Brussels has formally suspended the ratification of its trade agreement with the United States following President Trump’s linkage of tariff threats with his Greenland ambitions. European lawmakers have characterized this approach as blackmail, prompting the parliament’s most significant material response to the escalating crisis.
According to Bernd Lange, chairman of the European Parliament’s trade committee, no possibility for compromise exists while Greenland-related threats remain active. The frozen trade deal had been designed to provide American industrial exporters with zero-tariff access to European markets across multiple product categories.
The European Union has maintained its $750 billion energy purchase commitment, which officials confirm operates separately from the suspended trade agreement. This strategic distinction allows Brussels to preserve essential energy cooperation while defending political autonomy.
Diplomatic tensions escalated when European Commission President Ursula von der Leyen changed her post-parliamentary plans, returning directly to Brussels for emergency summit preparations.
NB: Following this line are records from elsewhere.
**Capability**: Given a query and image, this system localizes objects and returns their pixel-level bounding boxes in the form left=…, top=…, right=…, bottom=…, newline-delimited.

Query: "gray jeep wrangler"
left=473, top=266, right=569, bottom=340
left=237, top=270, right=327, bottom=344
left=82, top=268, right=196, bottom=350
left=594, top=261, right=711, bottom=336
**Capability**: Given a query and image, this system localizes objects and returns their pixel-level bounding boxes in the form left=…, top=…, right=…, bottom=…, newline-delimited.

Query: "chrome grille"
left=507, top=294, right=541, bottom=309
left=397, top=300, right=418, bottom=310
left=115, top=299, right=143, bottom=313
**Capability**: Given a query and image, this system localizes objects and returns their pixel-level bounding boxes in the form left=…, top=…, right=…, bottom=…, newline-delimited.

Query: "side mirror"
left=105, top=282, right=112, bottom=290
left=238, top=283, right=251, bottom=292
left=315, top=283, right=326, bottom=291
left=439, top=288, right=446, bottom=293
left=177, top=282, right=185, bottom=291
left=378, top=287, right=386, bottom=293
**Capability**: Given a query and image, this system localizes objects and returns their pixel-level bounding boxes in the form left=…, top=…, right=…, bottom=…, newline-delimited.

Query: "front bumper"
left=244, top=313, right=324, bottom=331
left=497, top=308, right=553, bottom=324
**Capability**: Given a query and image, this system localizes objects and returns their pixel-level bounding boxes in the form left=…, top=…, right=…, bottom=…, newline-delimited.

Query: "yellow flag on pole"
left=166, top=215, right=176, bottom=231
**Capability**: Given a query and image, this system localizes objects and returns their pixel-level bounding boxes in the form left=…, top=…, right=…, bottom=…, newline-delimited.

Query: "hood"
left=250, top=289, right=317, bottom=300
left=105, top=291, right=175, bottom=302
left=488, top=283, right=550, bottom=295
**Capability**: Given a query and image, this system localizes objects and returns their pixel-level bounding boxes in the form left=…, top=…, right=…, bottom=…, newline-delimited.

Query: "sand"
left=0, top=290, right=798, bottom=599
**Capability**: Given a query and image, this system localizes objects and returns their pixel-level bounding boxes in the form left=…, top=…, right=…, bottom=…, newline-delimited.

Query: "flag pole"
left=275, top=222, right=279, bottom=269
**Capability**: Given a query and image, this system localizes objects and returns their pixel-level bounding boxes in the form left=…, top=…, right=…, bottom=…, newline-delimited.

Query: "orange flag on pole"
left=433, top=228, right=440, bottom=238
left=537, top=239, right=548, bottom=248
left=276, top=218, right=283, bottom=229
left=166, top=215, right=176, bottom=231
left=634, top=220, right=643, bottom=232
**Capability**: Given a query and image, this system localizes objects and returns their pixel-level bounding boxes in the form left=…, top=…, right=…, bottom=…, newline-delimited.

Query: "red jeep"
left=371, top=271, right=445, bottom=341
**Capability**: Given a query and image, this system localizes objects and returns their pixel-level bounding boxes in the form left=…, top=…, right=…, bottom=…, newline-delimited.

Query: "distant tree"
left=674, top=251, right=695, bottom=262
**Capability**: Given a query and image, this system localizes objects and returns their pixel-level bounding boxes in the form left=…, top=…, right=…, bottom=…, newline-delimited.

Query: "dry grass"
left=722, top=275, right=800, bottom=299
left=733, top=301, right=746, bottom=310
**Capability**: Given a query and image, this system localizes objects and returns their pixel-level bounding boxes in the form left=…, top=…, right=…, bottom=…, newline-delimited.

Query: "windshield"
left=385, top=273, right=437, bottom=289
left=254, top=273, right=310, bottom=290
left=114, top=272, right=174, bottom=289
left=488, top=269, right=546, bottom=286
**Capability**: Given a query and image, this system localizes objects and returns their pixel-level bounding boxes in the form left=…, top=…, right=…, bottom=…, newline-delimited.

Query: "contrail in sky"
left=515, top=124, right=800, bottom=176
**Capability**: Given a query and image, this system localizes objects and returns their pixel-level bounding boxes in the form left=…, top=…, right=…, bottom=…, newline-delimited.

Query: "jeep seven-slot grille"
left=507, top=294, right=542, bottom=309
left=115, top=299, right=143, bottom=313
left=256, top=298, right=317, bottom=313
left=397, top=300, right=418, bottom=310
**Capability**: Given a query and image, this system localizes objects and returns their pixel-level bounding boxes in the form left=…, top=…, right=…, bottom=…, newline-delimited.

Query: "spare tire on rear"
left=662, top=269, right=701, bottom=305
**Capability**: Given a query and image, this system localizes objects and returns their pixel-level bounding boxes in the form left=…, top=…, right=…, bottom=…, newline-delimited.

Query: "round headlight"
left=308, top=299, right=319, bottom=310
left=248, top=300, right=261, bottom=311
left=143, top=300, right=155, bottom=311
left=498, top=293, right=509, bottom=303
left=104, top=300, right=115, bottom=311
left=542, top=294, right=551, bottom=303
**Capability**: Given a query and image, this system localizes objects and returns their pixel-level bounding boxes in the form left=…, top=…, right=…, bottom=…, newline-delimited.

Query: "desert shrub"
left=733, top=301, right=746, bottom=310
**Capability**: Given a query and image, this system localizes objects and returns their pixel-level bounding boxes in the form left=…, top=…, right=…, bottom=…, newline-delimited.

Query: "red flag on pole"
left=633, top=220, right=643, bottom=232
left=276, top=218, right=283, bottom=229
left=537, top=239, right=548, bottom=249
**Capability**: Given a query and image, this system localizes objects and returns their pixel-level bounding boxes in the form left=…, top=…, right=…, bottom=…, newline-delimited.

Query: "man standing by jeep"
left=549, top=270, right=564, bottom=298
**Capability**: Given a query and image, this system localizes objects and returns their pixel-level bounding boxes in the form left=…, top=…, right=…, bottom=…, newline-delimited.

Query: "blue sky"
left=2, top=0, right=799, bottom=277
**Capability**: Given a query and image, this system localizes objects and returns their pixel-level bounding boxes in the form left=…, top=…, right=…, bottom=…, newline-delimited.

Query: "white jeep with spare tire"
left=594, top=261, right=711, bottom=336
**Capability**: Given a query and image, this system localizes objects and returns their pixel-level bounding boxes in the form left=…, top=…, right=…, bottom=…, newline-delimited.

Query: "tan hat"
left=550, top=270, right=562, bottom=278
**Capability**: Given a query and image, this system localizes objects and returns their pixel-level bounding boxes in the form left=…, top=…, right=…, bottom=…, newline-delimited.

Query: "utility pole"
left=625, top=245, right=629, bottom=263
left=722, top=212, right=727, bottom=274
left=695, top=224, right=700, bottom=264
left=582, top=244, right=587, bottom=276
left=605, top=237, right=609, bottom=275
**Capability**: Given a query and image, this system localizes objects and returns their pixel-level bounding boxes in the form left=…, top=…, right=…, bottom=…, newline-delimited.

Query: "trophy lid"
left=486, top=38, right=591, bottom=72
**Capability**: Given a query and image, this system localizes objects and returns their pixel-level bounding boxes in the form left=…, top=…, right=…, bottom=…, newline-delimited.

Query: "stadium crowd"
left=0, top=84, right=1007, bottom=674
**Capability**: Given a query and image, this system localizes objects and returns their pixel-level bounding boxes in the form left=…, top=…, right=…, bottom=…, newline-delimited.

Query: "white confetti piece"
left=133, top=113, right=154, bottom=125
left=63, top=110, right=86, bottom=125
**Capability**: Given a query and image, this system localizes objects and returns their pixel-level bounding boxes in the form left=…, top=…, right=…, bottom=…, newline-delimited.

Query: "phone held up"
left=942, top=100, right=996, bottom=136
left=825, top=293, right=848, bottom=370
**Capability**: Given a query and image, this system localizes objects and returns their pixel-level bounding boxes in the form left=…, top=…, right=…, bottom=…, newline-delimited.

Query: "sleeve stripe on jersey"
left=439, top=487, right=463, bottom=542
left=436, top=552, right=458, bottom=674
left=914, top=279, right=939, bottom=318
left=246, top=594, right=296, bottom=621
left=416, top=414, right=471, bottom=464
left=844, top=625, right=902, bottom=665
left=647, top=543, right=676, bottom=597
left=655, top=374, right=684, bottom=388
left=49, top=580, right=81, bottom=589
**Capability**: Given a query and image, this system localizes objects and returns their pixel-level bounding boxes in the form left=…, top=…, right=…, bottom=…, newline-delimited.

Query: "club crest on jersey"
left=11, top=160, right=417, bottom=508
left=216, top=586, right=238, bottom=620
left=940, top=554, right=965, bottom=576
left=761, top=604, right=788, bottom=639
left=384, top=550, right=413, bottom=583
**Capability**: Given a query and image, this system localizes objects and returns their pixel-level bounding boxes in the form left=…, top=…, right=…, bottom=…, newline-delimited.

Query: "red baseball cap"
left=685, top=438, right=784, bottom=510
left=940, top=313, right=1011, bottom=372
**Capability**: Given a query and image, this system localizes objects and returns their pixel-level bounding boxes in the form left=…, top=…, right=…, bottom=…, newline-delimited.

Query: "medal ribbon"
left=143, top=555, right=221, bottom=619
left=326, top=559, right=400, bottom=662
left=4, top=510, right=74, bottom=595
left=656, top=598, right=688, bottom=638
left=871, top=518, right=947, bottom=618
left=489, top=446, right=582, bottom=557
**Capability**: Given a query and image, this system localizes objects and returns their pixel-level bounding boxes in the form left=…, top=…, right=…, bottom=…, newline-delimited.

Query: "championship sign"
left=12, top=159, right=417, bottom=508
The characterization of the anti-coercion instrument as the “nuclear deterrent” of trade sanctions signals the severity with which Brussels views both Trump’s tactics and its potential response. This powerful terminology, used by European officials to describe the never-before-activated mechanism, underscores that the EU is considering its most extreme trade defense options. The Thursday summit will examine deploying this nuclear option alongside €93 billion in counter-tariffs. Originally designed to counter Chinese economic pressure, the mechanism could restrict US companies from European market access, potentially targeting technology firms, cryptocurrency platforms, aircraft manufacturers, and agricultural exporters.